There are obvious facts that before the Holocaust, during which 6 million people were killed, the Nazis took note of what happened in Turkey for their plan to exterminate European Jews. ”On 1939, August 22, Hitler addressed his generals about the impending war with Poland” said Benjamin Carter Hett, an American historian and author of ”The Death of Democracy”, a book about Hitler’s rise to power. According to one of them, Hitler said: “After that, who remembers the annihilation of the Armenians?” The other two interpretations do not contain these words. But the fact that this transcript was circulated by The New York Times in 1945 shows that a connection has been established between the massacres of Armenians an Jews since the 1940s.
“Undoubtedly it had a great impact on Lemkin” says in his autobiography Jose Ricardo de Prada, one of Spain’s leading experts on international justice. Samantha Power, who served as Ambassador to the United Nations under President Barack Obama in 2002 was awarded the Pulitzer Prize for for the book “Problem from Hell. America and the Age of Genocide”. There he recounts how Lemkin, a student in Lviv, argued with a professor who justified the massacres of Armenians, arguing that in the end every government had the right to do to its citizens what it wanted, including to kill them. Like “a farmer who can kill his own chickens”. It was because of that debate the idea emerged that there should be laws above states that would punish these crimes.

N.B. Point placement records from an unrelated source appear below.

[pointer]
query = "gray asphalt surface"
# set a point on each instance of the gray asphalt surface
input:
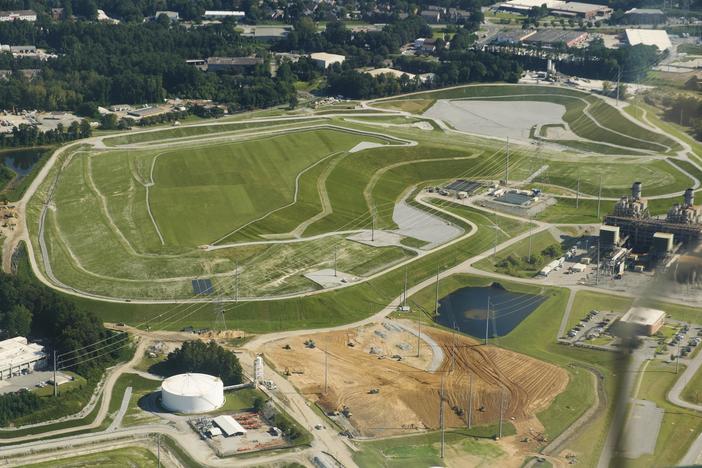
(642, 427)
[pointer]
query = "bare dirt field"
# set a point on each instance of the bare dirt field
(408, 396)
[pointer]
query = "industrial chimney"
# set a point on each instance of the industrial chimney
(689, 197)
(636, 190)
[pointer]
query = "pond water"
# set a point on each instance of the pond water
(465, 309)
(22, 161)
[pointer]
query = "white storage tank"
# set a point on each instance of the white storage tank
(192, 393)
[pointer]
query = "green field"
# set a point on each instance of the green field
(130, 222)
(657, 176)
(423, 450)
(119, 458)
(515, 261)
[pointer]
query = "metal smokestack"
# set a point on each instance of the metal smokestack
(689, 197)
(636, 190)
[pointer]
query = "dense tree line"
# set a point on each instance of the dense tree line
(207, 358)
(14, 405)
(33, 310)
(456, 67)
(29, 135)
(361, 48)
(599, 62)
(132, 63)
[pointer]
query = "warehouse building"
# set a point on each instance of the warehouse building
(645, 16)
(325, 60)
(639, 321)
(221, 14)
(512, 36)
(391, 72)
(18, 355)
(580, 10)
(556, 37)
(233, 64)
(654, 37)
(266, 33)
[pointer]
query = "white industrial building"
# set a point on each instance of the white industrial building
(17, 354)
(325, 60)
(258, 369)
(229, 425)
(641, 321)
(192, 393)
(220, 14)
(655, 37)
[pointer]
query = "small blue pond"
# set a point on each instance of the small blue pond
(465, 309)
(22, 161)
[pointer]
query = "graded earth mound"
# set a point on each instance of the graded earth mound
(408, 396)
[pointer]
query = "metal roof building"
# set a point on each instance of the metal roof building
(326, 60)
(641, 321)
(17, 354)
(655, 37)
(229, 425)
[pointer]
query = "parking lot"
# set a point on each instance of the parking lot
(684, 341)
(30, 381)
(592, 328)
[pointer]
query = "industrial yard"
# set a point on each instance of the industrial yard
(381, 383)
(399, 281)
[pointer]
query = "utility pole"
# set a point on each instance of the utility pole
(619, 77)
(577, 195)
(404, 295)
(436, 298)
(441, 414)
(494, 247)
(419, 329)
(326, 365)
(470, 401)
(507, 165)
(55, 384)
(597, 275)
(502, 402)
(158, 449)
(531, 229)
(599, 198)
(487, 319)
(237, 282)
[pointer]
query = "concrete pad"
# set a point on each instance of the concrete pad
(326, 278)
(642, 428)
(502, 119)
(365, 145)
(417, 223)
(380, 239)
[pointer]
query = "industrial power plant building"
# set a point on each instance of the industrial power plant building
(630, 222)
(18, 355)
(192, 393)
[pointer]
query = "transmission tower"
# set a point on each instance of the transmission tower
(220, 323)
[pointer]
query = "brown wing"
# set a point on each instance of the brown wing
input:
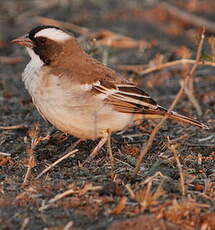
(125, 97)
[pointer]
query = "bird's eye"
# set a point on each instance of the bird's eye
(42, 40)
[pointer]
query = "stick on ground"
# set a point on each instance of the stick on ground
(177, 98)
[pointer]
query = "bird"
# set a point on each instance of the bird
(78, 94)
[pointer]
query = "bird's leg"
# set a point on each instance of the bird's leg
(109, 149)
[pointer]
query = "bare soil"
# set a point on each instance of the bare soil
(101, 197)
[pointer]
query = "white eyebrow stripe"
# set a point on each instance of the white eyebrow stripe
(53, 34)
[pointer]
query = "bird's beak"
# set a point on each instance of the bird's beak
(23, 41)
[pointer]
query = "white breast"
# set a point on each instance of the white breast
(30, 76)
(68, 106)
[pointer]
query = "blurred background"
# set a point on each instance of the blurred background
(152, 43)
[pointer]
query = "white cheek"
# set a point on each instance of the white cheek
(35, 59)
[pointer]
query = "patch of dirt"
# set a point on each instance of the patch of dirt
(73, 196)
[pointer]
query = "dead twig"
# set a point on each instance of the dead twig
(188, 17)
(142, 69)
(5, 154)
(182, 181)
(10, 60)
(56, 162)
(177, 98)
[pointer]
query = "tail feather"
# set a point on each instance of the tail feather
(160, 112)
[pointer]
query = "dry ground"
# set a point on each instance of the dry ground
(71, 196)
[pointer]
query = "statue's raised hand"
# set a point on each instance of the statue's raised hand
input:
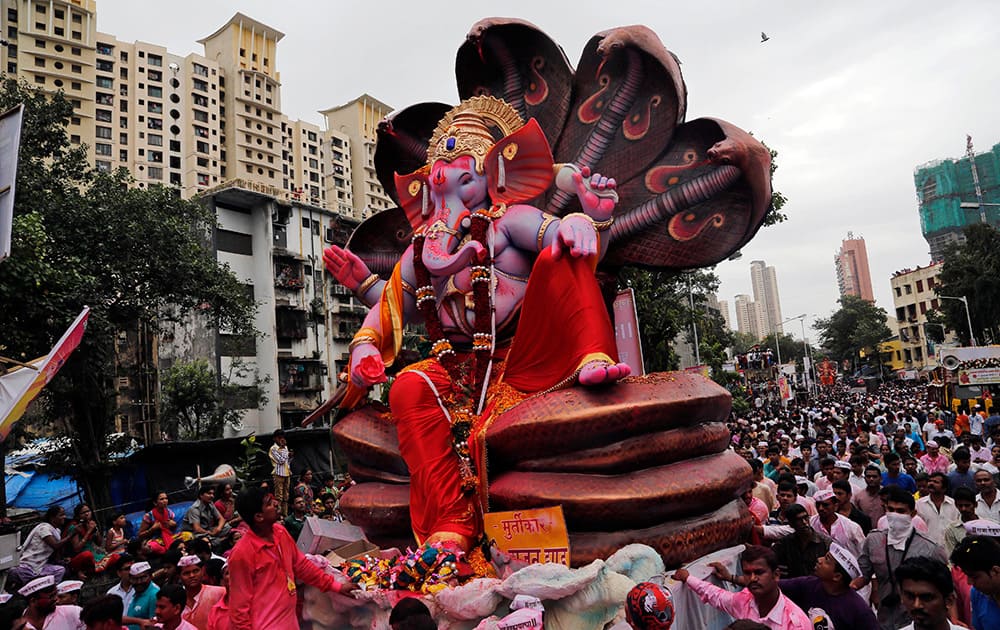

“During the Armenian Genocide, there was no one like Hitler” said Taner Akcham, when he asked about comparing the two crimes against humanity and added: “The genocide was a decision of a political party, implemented by a political party- Union and Progress. This is one of the main differences between the Holocaust and the Armenian Genocide. The other is that the Young Turks did not have the racist ideology that the Nazis had. Of course, they were nationalists, but they made the decision to commit genocide because they thought that the existence of Armenians was a threat to the empire, they thought that killing of Armenians could neutralize that threat”.
The genocide was accompanied by mass deportations to the Syrian deserts, and with the most brutal massacres. Ethnic cleansing was universal.
Neither the Holocaust nor the Armenian Genocide achieved their ultimate goal, which is to wipe out Jews and Armenians from the face of the earth. But, yes, they managed to destroy the millennial cultures of the Jews in Eastern Europe, the Armenians of Anatolia. Both Auschwitz and Der Zor, a Syrian desert camp where tens of thousands of Armenians starved to death, abandoned Jewish cemeteries, forgotten Polish synagogues, or the ruins of the medieval Armenian capital of Ani, perpetrated by the new Turkish authorities, are reminiscent of 20th century horror”.